Hi Jon,
Please see my inline comment
Regards,
Hoang
*From:* Jon Maloy <jma...@redhat.com>
*Sent:* Friday, May 29, 2020 11:11 PM
*To:* tipc-discussion@lists.sourceforge.net; tipc-dek
<tipc-...@dektech.com.au>; Tuong Tong Lien
<tuong.t.l...@dektech.com.au>; Xin Long <lucien....@gmail.com>; Tung
Quang Nguyen <tung.q.ngu...@dektech.com.au>; Ying Xue
<ying....@windriver.com>
*Subject:* Fwd: Re: FW: [PATCH 2/2] tipc: update a binding service via
broadcast
Added more recipients.
-------- Forwarded Message --------
*Subject: *
Re: FW: [PATCH 2/2] tipc: update a binding service via broadcast
*Date: *
Fri, 29 May 2020 12:08:02 -0400
*From: *
Jon Maloy <jma...@redhat.com> <mailto:jma...@redhat.com>
*To: *
Hoang Huu Le <hoang.h...@dektech.com.au>
<mailto:hoang.h...@dektech.com.au>, ma...@donjonn.com
<mailto:ma...@donjonn.com> <ma...@donjonn.com> <mailto:ma...@donjonn.com>
Hi Hoang,
See below.
On 5/27/20 6:49 AM, Hoang Huu Le wrote:
Hi Jon,
I got DRAFT version base on your idea (attachment file).
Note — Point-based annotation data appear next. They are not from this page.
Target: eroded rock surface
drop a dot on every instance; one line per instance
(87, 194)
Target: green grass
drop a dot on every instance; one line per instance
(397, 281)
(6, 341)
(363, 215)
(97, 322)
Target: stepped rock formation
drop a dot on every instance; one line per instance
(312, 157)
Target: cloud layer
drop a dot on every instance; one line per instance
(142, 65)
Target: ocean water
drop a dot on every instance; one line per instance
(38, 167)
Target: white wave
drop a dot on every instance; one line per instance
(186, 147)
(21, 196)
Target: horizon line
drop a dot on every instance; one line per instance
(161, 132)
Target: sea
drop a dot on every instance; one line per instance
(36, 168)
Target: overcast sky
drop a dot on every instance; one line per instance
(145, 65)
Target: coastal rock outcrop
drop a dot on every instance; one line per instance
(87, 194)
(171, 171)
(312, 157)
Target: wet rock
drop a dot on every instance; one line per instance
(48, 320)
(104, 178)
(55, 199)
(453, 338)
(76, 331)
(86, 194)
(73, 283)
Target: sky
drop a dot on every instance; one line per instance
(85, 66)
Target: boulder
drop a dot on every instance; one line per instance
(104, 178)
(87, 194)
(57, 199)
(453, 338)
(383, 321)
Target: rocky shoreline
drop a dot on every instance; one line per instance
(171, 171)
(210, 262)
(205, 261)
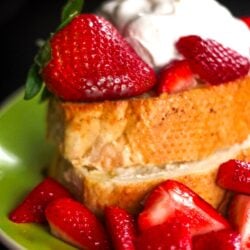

But from my point, this version introduce too much code
implementation at sending side.
I don't think this is bright idea to keep rcast_list and
bcast_list in the name table.
I think we should find out a new way or just ignore the feature.
Yes, you are right.
I came up with a new idea, to just add a sequence number to the
broadcast/replicast messages and re-order them at reception. This even
handles the case if the first broadcast message arrives before the
first bulk message, something we have not anticipated before.
I couldn't resist the temptation trying to code it, as you can see i
the patch I just sent out.
It is totally untested, I just added the code as I thought it should
be and made sure it compiled.
There is still a little too much new code to my taste, but this might
be a way forward.
Please give your feedback on this.
I also noticed a couple of things while working with this:
1) There is still an 'expires' field in the tipc_mcast_method, and it
seems to even be considered when switching bcast/rcast. The whole
point of adding the mcast synchronization mechanism was to get rid of
this delay. Have you tested that syncronization really works without
the 'expires' ?
[Hoang] Yes, I did.
I issue the command below to force rcast/bcast regardless ‘expires’.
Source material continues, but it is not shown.